Abraham respondió: ‘Hijo, acuérdate de que recibiste ya tus bienes durante la vida, lo mismo que Lázaro recibió males. Ahora él aquí encuentra consuelo y tú, en cambio, tormentos. Sepas que por
estos lados se ha establecido un abismo entre ustedes y nosotros, para que los que quieran pasar de aquí para allá no puedan hacerlo, y que no atraviesen tampoco de allá hacia nosotros’.
Contestó el rico: ‘Entonces te ruego, padre, que mandes a Lázaro a mis familiares donde están mis cinco hermanos para que les advierta, y no vengan ellos también a este lugar de tormento’. Y Abraham contestó: ‘Tienen a Moisés y a los profetas; que los escuchen’. ‘No, padre Abraham –dijo el rico-. Si uno de entre los muertos los va a visitar, se arrepentirán’. Pero Abraham le dijo: ‘Si no
escuchan a Moisés y los profetas, aunque resucite uno de entre los muertos, no le creerán’” (Lucas 16; 19-31).
Otro pasaje evangélico que expresa la profunda crítica de Jesús a la posesión de riquezas –en contraste con la pobreza- es el relato de su encuentro con el arrepentido Zaqueo, jefe de los cobradores de impuestos de Jericó y que se había enriquecido mucho y tenía muy mala fama.

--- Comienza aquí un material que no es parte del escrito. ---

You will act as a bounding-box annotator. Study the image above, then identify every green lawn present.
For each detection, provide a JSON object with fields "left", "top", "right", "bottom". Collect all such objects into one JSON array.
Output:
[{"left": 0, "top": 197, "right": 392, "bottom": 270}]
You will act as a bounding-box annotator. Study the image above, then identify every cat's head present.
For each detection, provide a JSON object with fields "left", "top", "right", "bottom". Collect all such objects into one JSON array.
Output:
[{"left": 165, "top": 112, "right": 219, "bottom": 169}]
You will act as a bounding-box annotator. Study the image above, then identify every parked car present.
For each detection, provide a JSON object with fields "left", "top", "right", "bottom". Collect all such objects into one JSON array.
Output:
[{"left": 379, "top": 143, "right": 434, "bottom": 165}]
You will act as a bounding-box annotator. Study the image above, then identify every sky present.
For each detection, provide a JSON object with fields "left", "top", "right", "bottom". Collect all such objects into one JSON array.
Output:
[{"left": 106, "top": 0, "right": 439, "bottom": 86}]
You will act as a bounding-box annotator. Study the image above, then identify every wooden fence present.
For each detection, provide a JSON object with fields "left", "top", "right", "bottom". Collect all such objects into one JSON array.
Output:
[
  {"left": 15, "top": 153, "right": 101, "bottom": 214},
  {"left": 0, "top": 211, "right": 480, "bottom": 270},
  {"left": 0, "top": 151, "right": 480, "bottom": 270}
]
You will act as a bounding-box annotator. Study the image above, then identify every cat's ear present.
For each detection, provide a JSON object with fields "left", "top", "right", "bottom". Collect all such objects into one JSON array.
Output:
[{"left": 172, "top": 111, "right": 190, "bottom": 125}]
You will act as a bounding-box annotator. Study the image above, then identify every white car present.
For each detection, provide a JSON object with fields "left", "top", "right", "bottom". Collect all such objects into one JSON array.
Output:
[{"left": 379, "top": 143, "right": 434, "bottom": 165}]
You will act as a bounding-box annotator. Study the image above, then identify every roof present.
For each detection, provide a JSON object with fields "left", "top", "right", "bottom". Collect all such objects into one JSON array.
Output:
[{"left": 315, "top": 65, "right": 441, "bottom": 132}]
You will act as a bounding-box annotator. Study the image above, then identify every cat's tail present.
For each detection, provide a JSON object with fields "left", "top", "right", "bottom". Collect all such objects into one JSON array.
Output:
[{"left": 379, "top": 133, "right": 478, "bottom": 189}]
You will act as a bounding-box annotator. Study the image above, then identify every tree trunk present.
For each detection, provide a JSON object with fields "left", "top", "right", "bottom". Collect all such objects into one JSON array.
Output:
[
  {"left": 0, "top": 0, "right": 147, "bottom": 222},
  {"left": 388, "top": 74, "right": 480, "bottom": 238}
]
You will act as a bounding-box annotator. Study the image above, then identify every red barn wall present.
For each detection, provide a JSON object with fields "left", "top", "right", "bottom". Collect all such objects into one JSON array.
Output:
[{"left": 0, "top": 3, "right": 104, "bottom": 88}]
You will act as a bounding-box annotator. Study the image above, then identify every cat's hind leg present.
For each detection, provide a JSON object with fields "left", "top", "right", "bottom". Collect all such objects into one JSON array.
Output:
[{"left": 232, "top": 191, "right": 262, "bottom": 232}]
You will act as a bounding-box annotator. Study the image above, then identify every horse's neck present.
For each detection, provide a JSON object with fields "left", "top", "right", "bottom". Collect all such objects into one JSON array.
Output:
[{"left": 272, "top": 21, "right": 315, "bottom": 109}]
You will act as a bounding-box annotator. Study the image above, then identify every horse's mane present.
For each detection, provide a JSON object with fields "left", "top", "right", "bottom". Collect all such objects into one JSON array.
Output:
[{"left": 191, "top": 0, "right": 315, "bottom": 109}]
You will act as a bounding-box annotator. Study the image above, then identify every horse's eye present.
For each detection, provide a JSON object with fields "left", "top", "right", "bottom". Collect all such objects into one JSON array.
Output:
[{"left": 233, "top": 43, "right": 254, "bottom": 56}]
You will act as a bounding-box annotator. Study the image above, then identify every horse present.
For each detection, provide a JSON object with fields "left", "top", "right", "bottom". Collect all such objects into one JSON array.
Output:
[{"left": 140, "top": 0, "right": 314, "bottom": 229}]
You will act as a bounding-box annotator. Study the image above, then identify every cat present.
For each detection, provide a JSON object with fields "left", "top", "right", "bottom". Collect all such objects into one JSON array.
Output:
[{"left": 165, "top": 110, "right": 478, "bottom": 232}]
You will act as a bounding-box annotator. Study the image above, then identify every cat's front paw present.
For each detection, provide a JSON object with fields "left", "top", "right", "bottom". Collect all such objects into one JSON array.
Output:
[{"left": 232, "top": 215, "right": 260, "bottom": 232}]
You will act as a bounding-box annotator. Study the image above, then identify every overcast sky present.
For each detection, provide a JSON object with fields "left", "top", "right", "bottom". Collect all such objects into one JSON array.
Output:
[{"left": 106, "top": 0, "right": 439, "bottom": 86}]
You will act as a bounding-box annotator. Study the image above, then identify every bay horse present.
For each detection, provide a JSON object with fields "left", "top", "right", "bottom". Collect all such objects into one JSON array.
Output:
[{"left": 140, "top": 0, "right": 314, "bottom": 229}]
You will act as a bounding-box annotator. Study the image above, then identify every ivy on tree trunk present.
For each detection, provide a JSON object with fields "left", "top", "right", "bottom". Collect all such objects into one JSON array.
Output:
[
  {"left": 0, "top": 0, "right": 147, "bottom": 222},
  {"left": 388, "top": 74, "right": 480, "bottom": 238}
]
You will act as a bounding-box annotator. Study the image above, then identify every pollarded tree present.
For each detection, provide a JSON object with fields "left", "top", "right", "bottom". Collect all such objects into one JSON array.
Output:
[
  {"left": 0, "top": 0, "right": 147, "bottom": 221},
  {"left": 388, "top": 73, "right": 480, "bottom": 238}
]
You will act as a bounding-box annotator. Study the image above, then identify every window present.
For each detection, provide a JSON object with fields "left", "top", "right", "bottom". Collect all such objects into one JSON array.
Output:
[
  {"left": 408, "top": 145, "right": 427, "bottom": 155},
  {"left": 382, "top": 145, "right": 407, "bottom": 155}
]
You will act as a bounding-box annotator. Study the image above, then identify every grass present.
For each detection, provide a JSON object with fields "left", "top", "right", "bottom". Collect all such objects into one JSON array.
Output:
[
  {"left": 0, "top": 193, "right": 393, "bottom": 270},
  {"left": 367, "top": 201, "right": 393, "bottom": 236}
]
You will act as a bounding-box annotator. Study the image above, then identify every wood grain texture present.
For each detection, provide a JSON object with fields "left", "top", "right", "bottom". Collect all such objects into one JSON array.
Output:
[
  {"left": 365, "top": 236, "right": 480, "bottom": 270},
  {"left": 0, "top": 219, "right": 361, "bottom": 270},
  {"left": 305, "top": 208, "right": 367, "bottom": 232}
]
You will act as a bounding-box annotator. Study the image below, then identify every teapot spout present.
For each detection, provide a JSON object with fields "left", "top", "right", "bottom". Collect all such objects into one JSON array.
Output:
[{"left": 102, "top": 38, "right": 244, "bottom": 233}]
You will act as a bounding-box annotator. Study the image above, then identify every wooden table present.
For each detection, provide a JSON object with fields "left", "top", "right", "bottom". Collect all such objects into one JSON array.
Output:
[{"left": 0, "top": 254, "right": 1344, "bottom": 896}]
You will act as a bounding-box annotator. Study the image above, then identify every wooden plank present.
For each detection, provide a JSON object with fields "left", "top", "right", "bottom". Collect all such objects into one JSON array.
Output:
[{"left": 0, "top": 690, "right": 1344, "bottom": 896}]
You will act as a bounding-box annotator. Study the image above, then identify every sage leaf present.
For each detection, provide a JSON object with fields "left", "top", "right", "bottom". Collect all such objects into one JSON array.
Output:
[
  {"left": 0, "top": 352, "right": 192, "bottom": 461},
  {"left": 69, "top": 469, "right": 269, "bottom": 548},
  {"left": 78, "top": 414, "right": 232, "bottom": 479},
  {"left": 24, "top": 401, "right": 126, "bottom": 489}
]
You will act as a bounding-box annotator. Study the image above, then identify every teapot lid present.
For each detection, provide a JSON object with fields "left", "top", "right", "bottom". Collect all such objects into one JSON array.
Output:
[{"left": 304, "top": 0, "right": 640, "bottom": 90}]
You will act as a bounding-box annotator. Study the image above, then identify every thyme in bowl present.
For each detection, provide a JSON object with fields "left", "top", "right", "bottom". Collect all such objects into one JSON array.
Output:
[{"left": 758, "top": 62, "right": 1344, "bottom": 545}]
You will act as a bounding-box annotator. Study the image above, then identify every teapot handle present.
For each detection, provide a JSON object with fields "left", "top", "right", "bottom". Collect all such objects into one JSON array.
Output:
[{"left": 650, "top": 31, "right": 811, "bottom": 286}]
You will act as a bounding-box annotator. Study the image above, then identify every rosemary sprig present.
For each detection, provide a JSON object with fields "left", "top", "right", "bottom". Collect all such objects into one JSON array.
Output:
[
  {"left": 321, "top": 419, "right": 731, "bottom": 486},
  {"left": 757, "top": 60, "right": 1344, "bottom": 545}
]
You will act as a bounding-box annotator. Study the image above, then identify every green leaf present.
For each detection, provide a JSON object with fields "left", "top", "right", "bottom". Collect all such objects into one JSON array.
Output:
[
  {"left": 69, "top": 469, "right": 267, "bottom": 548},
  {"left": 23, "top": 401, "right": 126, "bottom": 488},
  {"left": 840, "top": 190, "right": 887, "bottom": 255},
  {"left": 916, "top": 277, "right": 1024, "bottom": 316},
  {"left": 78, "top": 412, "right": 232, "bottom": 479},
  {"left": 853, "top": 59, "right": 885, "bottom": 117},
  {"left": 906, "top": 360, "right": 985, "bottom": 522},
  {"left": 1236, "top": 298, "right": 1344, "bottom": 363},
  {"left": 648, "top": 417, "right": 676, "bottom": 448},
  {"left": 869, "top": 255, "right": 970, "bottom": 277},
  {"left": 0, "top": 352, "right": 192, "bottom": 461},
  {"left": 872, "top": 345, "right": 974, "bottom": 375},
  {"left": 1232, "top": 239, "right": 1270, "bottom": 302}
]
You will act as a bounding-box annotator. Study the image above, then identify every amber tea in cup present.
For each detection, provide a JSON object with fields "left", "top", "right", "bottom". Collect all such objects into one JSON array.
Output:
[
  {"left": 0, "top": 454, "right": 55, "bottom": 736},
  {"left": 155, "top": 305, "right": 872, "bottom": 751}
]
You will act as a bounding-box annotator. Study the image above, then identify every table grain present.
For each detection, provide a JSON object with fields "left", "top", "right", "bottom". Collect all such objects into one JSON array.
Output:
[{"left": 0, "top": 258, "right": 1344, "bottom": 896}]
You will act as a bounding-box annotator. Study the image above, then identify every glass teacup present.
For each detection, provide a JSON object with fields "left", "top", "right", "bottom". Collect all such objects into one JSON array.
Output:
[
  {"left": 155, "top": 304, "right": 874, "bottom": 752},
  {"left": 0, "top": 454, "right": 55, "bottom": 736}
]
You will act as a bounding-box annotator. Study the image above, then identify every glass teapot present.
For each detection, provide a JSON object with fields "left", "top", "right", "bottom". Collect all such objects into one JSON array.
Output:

Sabiendo de su actitud, Jesucristo se hizo invitar a su casa frente a la multitud. Como era de baja estatura se había subido a un árbol para verlo y Jesús levantó los ojos y le dijo: “ ‘Zaqueo, baja rápido, porque hoy tengo que quedarme en tu casa’. Zaqueo bajó rápidamente y lo recibió con alegría. Todos entonces se pusieron a criticar y a decir: ‘Se fue a alojar en casa de un pecador’. Pero
Zaqueo dijo resueltamente al Señor: ‘Señor, voy a dar la mitad de mis bienes a los pobres, y a quien he exigido algo injustamente le devolveré cuatro veces más’. Jesús respondió: ‘Hoy ha llegado la
salvación a esta casa, porque también éste es hijo de Abraham. El Hijo del Hombre vino a buscar y a salvar lo que estaba perdido’” (Lucas 19; 5-10).
Es decir, el mensaje cristiano es cristalino: Promueve el máximo de amor espiritual y material a todos los seres humanos y condena sin ambages el afán individual de riquezas y la construcción del mundo consiguiente. Es decir, uno en que exista una minoría de “triunfadores” extremadamente ricos y una mayoría de “perdedores” pobres sin los recursos suficientes para satisfacer sus necesidades esenciales.